Every recent national poll of the Democratic race agrees that the top three candidates are Joe Biden, Elizabeth Warren, and Bernie Sanders, in some order. And most of these polls have continued to show the former vice president in first place with a healthy lead.
The state of the 2020 Democratic primary polls, explained
There are three candidates at the top.


But a new national poll from Monmouth University raised eyebrows Monday because it showed a tie between Sens. Warren and Sanders for first, with Biden just 1 point behind them. (That’s effectively a three-way tie, considering the poll’s margin of error.) The shocking result sent cable news into a frenzy.
However, two newer polls released Wednesday morning — from USA Today/Suffolk and Quinnipiac — both showed Biden continuing to hold on to a healthy lead. Biden leads by 11.8 in the RealClearPolitics poll average. One other poll, from the Economist and YouGov, does show a relatively smaller Biden lead (4 points). But still, it’s clear now that the Monmouth result was an outlier.
The Monmouth poll was the only poll tracked by RCP in over four months that showed anyone other than Biden in first place — so, naturally, it became the subject of intense news coverage. Polls showing Biden continuing to lead are generally deemed less exciting and get less attention.
But there’s one more consistent takeaway in all these recent polls. Biden, Sanders, and Warren are now the top three contenders — and Sen. Kamala Harris, who briefly surged after the first debate in June, has fallen into a lower tier.
As more polls have come in, it’s become clear that Monmouth’s result was an outlier
All year, the top line of Democratic primary polls has been quite consistent: Biden is winning. Poll after poll has shown him in first place.
Yet many Democratic elites and members of the media have long wondered whether Biden’s lead would hold up to the rigors of the campaign trail. They have questioned whether Biden is a sufficiently exciting candidate and whether he is in touch with today’s Democratic electorate.
So many politicos and pundits have been looking closely for signs of a Biden poll collapse. While Biden did lose some support (about 5 points in RCP’s average) after his tense exchange with Harris on busing during the first debate, he regained basically all of it before the second debate.
This week’s surprising Monmouth poll result, with Sanders and Warren both at 20 percent and Biden at 19 percent, came in that context.
Biden pollster Joe Anzalone tried to dismiss the Monmouth poll, and called attention to its relatively small sample — it’s based on responses from 298 Democratic or Democratic-leaning registered voters. That is indeed on the smaller side compared to recent Democratic sample sizes from CNN (402), Fox News (483), and Quinnipiac (807). In fact, if you scroll through FiveThirtyEight’s tally of sample sizes, Monmouth’s is the smallest of any recent polls.

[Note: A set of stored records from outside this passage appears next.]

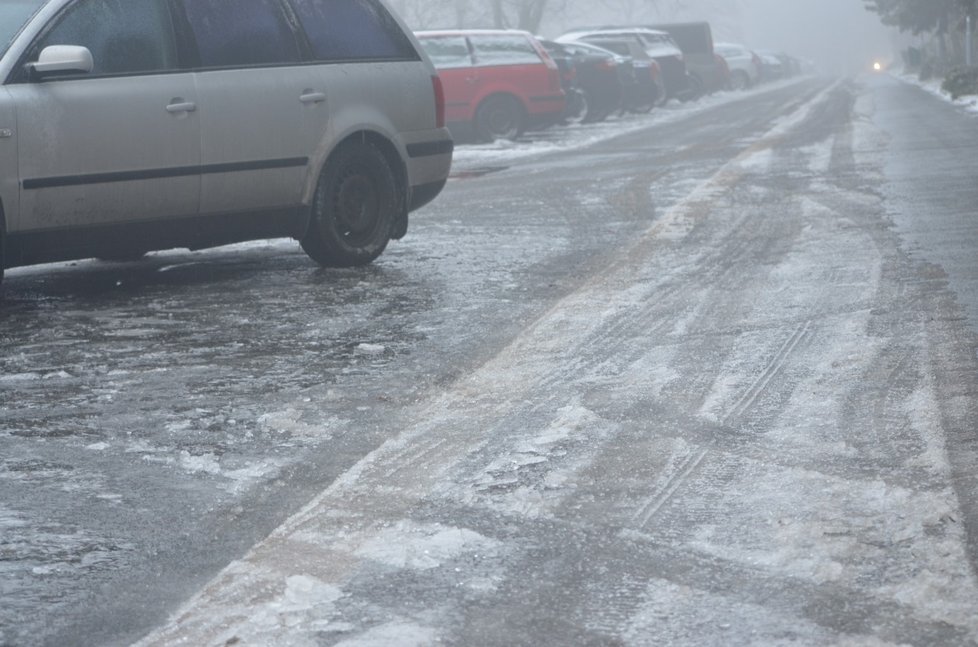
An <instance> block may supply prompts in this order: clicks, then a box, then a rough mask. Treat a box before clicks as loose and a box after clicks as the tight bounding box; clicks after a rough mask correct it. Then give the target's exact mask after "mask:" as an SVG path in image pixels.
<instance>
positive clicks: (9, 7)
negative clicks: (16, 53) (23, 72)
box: [0, 0, 45, 54]
mask: <svg viewBox="0 0 978 647" xmlns="http://www.w3.org/2000/svg"><path fill="white" fill-rule="evenodd" d="M44 1H45V0H0V54H3V53H6V51H7V47H9V46H10V41H12V40H13V39H14V36H16V35H17V34H18V33H19V32H20V30H21V29H23V27H24V25H25V24H27V21H28V20H30V17H31V16H33V15H34V14H35V13H36V12H37V10H38V9H39V8H40V7H41V5H42V4H44Z"/></svg>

Still, a bigger sample size does not necessarily make for a more credible poll; the sampling and weighting processes are also quite important. And Monmouth is also a well-regarded polling organization with an A+ rating from FiveThirtyEight.
The better reason to refrain from jumping to conclusions about the Monmouth result was that it’s generally a bad idea to automatically “believe” any one new poll showing a sudden change. The best practice is to keep it in mind as one interesting new data point and to wait to see if other new polls back up its findings. And now, two days later, it’s clear that other polls haven’t.

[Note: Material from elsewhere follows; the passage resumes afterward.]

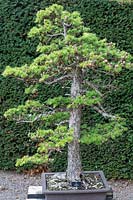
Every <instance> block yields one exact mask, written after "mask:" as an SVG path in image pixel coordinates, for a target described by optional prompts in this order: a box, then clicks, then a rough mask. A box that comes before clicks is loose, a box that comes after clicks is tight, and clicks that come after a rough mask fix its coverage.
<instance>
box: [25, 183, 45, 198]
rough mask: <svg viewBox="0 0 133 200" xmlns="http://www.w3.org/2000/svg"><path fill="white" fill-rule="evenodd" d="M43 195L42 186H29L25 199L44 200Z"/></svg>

The top three are Biden, Sanders, and Warren
One thing that all recent polls, including Monmouth, have agreed on is the identities of the top three candidates: Biden, Sanders, and Warren (in some order).
That is to say: not Kamala Harris, not South Bend, Indiana, Mayor Pete Buttigieg, and not anyone else in the enormous field.
For a few weeks after the first debate in June, it had seemed that there was a top tier of four candidates, with Harris joining the other three. From that debate alone, she doubled her support from about 7.5 percent beforehand to about 15 percent afterward (per RCP’s average).
But since mid-July, Harris’s trajectory has not been good: She’s lost all the support she’d gained and is now right back at 7.5 percent.
This is in stark contrast to Warren. At the beginning of the year, Warren polled in a distant fourth or even fifth place. But since May, she’s had a steady rise that has put her in a near-tie with long-standing second-place candidate Bernie Sanders.
As for Sanders himself — Warren’s rise spurred a round of punditry asserting that Sanders was done for. But the latest results show he very much remains a contender.
Finally, as always with national polling we should remember that there is of course no national primary, and that the results of the Iowa caucuses and New Hampshire primary will make major headlines and reshape the race before the vast majority of the country votes. There hasn’t been much polling of either state lately, but in general Biden had led both — though his leads there have been smaller than his national leads.
This article has been updated with newer poll results.